After discovering a collective voice with The Elephant Man’s Bones, the pair settled into a snug rhythm, capitalizing on a long-simmering inventive connection. “We at all times making music,” Marci defined to Rolling Stone. “I’m at all times sitting on a batch of beats from Al.” Their near-constant workflow makes The Skeleton Key the product of a shared musical syntax that solely comes from a deep and fixed inventive apply. On this leaner, meaner second file, Al’s beats are spacious but brittle, peeling the layers from samples till solely a groove stays. Marci writes with laser-cut precision, his exploded-view rhyme schemes locking collectively just like the gears of an costly wristwatch. When a track has a refrain, it often bookends one lengthy, sinister soliloquy.
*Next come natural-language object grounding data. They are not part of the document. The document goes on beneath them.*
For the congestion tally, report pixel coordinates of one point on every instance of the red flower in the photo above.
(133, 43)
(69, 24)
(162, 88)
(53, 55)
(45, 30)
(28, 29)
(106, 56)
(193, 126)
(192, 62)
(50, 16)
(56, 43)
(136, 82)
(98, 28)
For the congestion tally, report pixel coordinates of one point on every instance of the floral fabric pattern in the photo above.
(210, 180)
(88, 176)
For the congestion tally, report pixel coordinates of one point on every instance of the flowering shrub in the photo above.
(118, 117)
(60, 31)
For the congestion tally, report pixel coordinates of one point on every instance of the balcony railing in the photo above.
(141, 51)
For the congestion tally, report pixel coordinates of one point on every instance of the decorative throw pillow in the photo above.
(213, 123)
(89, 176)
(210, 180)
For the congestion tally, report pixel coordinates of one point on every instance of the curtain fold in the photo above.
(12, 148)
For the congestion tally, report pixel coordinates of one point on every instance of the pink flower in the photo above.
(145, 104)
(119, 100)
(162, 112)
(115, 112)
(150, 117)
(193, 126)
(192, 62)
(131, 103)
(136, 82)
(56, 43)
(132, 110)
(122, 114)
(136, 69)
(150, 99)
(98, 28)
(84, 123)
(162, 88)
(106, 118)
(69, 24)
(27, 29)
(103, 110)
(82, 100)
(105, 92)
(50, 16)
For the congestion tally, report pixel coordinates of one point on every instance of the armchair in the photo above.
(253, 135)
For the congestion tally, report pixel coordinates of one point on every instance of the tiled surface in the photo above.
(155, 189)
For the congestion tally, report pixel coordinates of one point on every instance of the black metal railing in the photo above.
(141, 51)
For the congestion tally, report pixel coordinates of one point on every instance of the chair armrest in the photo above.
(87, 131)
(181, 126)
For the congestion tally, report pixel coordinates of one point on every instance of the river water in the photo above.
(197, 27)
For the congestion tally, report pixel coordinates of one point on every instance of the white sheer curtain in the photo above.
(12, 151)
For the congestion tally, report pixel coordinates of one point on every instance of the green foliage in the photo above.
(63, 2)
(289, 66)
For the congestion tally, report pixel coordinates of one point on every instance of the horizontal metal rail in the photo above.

All the things provides as much as a virtually unbreakable stress.

If The Elephant Man’s Bones was the soundtrack to a one-last-job jewellery heist, The Skeleton Key is the white-knuckle, bullet-sweating aftermath. Alchemist excels at pinpointing probably the most unnerving components of a track—a minor-key piano modulation right here, a stressed drum fill there—and looping them to accentuate their unease: Think about the chilling, dissonant, four-chord vamp that carries “Chopstick” or the blaring horn that slices via mild Rhodes noodling on “Road Magic.” “Chateau Josué” has an anagogic high quality, as if its greasy synth line and chronic kick have been a part of a ritual to wake the useless. Most hanging is “Cryotherapy,” a wind tunnel of moaning vocals and what feels like a harp glissando compressed right into a ghostly shriek. Drums, if current in any respect, usually really feel a number of rooms away. Voices are recognizably human however bent into uncanny shapes. It’s a few of Al’s most spartan work, however nonetheless as colourful, psychedelic, and hair-raising as a giallo loss of life scene.